Thyroid hormone is critical for normal fetal brain development, neuronal multiplication, migration and structural organization . A lack of adequate maternal thyroid hormones can lead to disruption of normal brain growth and development in the fetus manifesting itself in a variety of ways such as poor cognitive development, mental retardation and cerebral palsy further in life [6,7]. In this case there are clinical features of hypothyroidism namely excessive weight gain, myxoedema, hypercholesterolemia and hypertension in early third pregnancy. Table 1 illustrates that the thyroid function tests done during this pregnancy. The results showed high TSH value and low level of thyroid hormones in early pregnancy when maternal thyroid hormones are critical for brain growth and development. Lack of thyroid hormones probably leads to development of alobar holoprosencephaly which is detected at 25-week gestation ultrasonographically. After starting thyroxin, thyroid hormone profile came to normal and remained in normal range in follow up. The causative factors of Holoprosencephaly are manifold of which chromosomal disorders account for not more than 40-50% mutationsmis- sense, non sense, deletion, insertion and frame shift . Suggested non-genetic risk factors for HPE are maternal diabetes, infections during pregnancy-syphilis, toxoplasmosis, rubella, herpes, cytomegalovirus and various drugs taken during pregnancy-alcohol, aspirin, lithium, thorazine, anti-convulsants, hormones and retinoic acid . These varied causes attest to the extreme heterogeneity of the disease. Since disturbance of brain development resulting in holoprosencephaly occurs before day 28 of embryonic life, basically, any factor that causes perturbation to forebrain development at the critical phase of mid to late gastrulation period of embryogenesis can result in holoprosencephaly . All known causes of holoprosencephaly are ruled out in this case. The most probable factor instrumental in early pregnancy is low level of maternal thyroid hormones.

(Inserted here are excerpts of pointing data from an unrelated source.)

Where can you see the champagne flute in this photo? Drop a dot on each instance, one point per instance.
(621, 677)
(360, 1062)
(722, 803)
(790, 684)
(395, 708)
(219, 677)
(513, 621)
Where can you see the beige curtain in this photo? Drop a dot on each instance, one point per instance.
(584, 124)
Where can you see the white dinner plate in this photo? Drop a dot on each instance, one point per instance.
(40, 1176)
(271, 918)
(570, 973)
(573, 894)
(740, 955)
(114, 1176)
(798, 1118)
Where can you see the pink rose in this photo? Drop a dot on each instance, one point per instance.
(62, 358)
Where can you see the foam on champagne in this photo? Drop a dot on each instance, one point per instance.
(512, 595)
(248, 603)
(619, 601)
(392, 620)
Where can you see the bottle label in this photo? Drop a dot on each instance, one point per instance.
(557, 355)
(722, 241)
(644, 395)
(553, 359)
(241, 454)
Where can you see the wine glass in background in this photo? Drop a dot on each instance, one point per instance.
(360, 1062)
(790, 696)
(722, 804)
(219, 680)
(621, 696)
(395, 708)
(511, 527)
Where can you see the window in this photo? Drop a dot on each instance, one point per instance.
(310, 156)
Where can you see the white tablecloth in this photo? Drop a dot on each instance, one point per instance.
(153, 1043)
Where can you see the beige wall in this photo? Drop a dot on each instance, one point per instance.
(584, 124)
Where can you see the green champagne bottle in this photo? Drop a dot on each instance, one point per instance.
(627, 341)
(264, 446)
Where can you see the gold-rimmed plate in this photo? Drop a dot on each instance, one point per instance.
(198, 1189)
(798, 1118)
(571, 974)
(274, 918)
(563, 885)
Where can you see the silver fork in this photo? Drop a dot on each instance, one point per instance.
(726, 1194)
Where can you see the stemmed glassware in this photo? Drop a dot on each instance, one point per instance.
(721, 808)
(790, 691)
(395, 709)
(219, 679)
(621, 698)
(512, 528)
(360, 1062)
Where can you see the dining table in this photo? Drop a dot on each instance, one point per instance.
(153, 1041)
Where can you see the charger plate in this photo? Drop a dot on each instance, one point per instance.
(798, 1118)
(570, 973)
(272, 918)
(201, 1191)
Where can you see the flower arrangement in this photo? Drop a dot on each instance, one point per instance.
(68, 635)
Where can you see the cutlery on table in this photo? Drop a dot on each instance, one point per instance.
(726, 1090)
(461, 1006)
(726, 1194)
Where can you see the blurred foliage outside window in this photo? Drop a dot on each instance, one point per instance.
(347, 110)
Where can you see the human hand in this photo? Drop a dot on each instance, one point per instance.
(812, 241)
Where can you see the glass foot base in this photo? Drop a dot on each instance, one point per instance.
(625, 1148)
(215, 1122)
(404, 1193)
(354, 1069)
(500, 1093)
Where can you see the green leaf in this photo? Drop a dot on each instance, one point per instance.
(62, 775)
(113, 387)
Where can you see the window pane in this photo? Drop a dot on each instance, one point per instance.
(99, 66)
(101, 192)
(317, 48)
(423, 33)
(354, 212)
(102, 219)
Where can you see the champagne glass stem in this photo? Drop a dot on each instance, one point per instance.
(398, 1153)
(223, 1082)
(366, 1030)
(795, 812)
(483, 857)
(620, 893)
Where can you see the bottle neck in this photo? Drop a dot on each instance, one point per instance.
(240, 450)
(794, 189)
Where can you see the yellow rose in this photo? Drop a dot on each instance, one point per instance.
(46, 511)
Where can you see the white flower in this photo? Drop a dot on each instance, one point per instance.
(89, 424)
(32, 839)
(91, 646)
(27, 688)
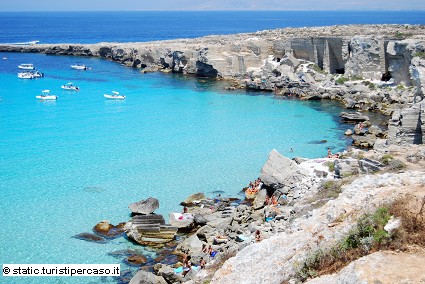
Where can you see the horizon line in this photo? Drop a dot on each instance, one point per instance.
(226, 10)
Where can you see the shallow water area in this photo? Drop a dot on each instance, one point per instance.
(68, 164)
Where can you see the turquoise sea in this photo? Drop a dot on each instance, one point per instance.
(65, 165)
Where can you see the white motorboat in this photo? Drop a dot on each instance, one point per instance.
(27, 42)
(115, 96)
(26, 75)
(70, 87)
(79, 66)
(45, 95)
(26, 66)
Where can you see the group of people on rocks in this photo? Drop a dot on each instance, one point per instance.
(187, 264)
(256, 184)
(330, 155)
(270, 200)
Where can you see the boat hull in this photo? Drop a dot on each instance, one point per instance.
(47, 97)
(114, 97)
(26, 67)
(79, 67)
(25, 76)
(70, 88)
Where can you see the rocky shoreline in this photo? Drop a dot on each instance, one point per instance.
(318, 201)
(366, 67)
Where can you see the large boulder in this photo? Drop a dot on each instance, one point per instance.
(353, 117)
(150, 230)
(144, 277)
(190, 244)
(107, 230)
(90, 238)
(346, 167)
(280, 171)
(196, 197)
(147, 206)
(407, 126)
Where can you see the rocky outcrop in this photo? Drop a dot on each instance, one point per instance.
(150, 230)
(147, 206)
(144, 277)
(379, 267)
(107, 230)
(407, 126)
(275, 260)
(280, 172)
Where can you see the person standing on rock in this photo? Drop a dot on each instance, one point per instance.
(257, 236)
(187, 266)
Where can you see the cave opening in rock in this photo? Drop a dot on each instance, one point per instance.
(386, 76)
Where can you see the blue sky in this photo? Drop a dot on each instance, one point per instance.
(134, 5)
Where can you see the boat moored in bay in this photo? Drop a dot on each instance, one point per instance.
(45, 95)
(115, 96)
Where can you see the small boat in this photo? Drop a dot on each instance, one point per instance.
(115, 95)
(79, 66)
(26, 66)
(45, 95)
(181, 220)
(70, 87)
(26, 75)
(37, 74)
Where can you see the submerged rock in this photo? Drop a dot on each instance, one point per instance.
(107, 230)
(150, 230)
(90, 238)
(136, 259)
(194, 198)
(144, 277)
(279, 171)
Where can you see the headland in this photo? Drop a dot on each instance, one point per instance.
(328, 202)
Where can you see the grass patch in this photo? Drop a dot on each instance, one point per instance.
(368, 236)
(329, 189)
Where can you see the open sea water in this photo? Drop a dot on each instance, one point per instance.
(65, 165)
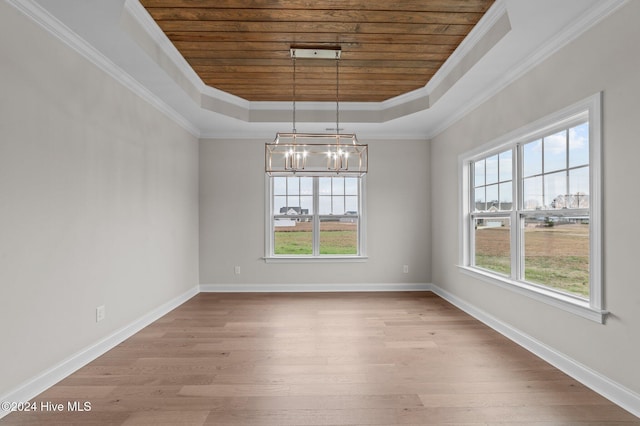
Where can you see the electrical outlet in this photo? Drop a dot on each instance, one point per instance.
(100, 313)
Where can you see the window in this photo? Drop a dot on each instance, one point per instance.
(315, 218)
(531, 205)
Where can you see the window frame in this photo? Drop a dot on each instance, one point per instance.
(587, 110)
(315, 218)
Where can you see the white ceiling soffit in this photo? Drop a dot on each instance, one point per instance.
(121, 38)
(492, 27)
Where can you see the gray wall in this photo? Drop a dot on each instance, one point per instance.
(603, 59)
(98, 203)
(232, 198)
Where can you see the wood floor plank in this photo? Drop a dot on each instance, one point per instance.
(321, 359)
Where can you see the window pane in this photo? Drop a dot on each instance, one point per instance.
(506, 164)
(532, 158)
(293, 185)
(579, 188)
(291, 237)
(279, 205)
(555, 152)
(293, 204)
(338, 205)
(556, 253)
(480, 199)
(351, 205)
(478, 173)
(555, 190)
(351, 186)
(493, 245)
(306, 204)
(325, 204)
(338, 186)
(339, 236)
(280, 186)
(306, 186)
(492, 169)
(579, 145)
(506, 196)
(492, 197)
(325, 186)
(532, 193)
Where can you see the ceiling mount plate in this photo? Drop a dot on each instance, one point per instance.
(319, 53)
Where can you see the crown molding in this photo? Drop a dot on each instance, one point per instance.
(53, 26)
(589, 19)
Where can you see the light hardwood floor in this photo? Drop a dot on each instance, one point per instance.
(321, 359)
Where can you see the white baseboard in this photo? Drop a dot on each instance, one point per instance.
(53, 375)
(309, 288)
(615, 392)
(620, 395)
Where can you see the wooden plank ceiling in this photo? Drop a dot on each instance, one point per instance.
(388, 47)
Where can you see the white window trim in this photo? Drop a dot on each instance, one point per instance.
(269, 257)
(593, 308)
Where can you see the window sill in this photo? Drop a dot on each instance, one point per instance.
(567, 303)
(315, 259)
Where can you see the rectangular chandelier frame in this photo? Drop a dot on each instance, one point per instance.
(312, 154)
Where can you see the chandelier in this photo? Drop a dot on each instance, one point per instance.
(313, 154)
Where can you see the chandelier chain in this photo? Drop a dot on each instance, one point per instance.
(294, 92)
(337, 93)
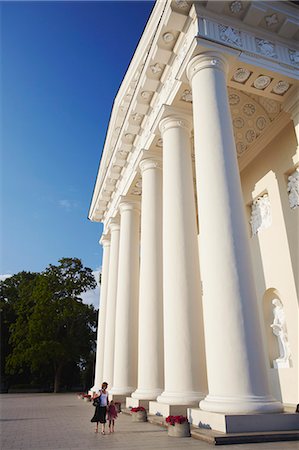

Based on these findings we present an association between maternal hypothyroidism and holoprosencephaly.
To the best of our knowledge this is the first case of maternal hypothyroidism causing holoprosencephaly. Thyroid diseases are the commonest endocrinal disorders affecting woman of reproductive age group so expectant mothers should be screened for thyroid hormone status.